Decerto, este poema de Nejar, dedicado a Camões – e Camões a exprimir-se
imaginosamente em primeira pessoa – é um dos mais, senão o mais belo escrito
poético brasileiro sobre o grande poeta português. Não sem motivos, Moriconi o
selecionou entre os cem melhores do século passado.
O poeta estaria a elucubrar sobre os contratempos em que se meteu e as
injustiças que lhe foram cometidas, a despeito de – distintamente de seus
detratores – muito tenha amado a pátria lusitana e, mais do que ninguém, civilizado
o idioma português. Caetano que o diga em “Língua”: “Gosto de sentir a minha
língua roçar a língua de Luís de Camões (...)”.
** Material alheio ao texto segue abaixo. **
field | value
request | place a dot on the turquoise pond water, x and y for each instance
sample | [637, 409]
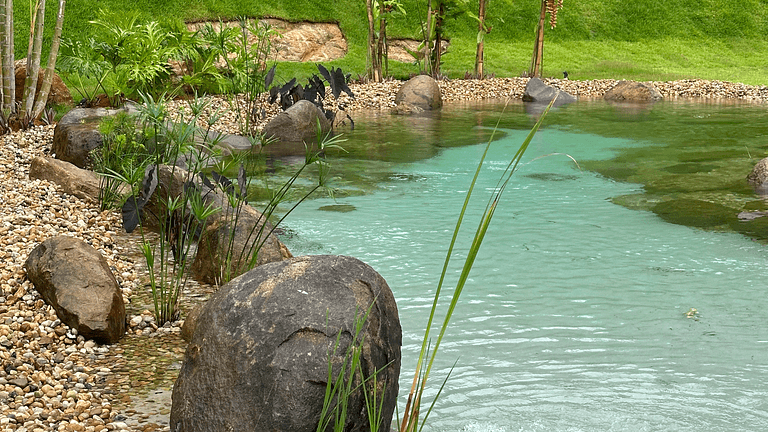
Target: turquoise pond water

Mas há quem a destrate sobremaneira, como um certo ex-juiz da “República
de Curitiba”, depois ministro, mais parecendo que a máxima pessoana – “Minha
pátria é minha língua” – teria sido lançada ao mar: “English is the best language”,
diria o indigitado!
J.A.R. – H.C.
Carlos Nejar
(n. 1939)
Luís Vaz de Camões
Não sou um tempo
ou uma cidade
extinta.
Civilizei a língua
e foi reposta em cada
verso.
E à fome,
condenaram-me
os perversos e alguns
dos poderosos. Amei
a pátria injustamente
cega, como eu, num
dos olhos. E não pôde
ver-me enquanto vivo.
Regressarei a ela
com os ossos de meu
sonho
precavido? E o idioma
não passa de um poema
salvo da espuma
e igual a mim, bebido
pelo sol de um país
que me desterra. E
agora
me ergue no Convento
dos Jerônimos o
túmulo,
que não morri.
Não morrerei, não
quero mais morrer.
Nem sou cativo ou
mendigo
de uma pátria. Mas da
língua
que me conhece e
espera.
E a razão que não me
dais,
eu crio. Jamais
pensei
ser pai de tantos
filhos.
Luís Vaz de Camões
(Representação de
autoria desconhecida)
(1524-1580)
Referência:
NEJAR, Carlos. Luiz Vaz de Camões. In:
MORICONI, Italo (Organização, introdução e referências bibliográficas). Os cem melhores poemas brasileiros do
século. Rio de Janeiro, RJ: Objetiva, 2001. p. 143-144.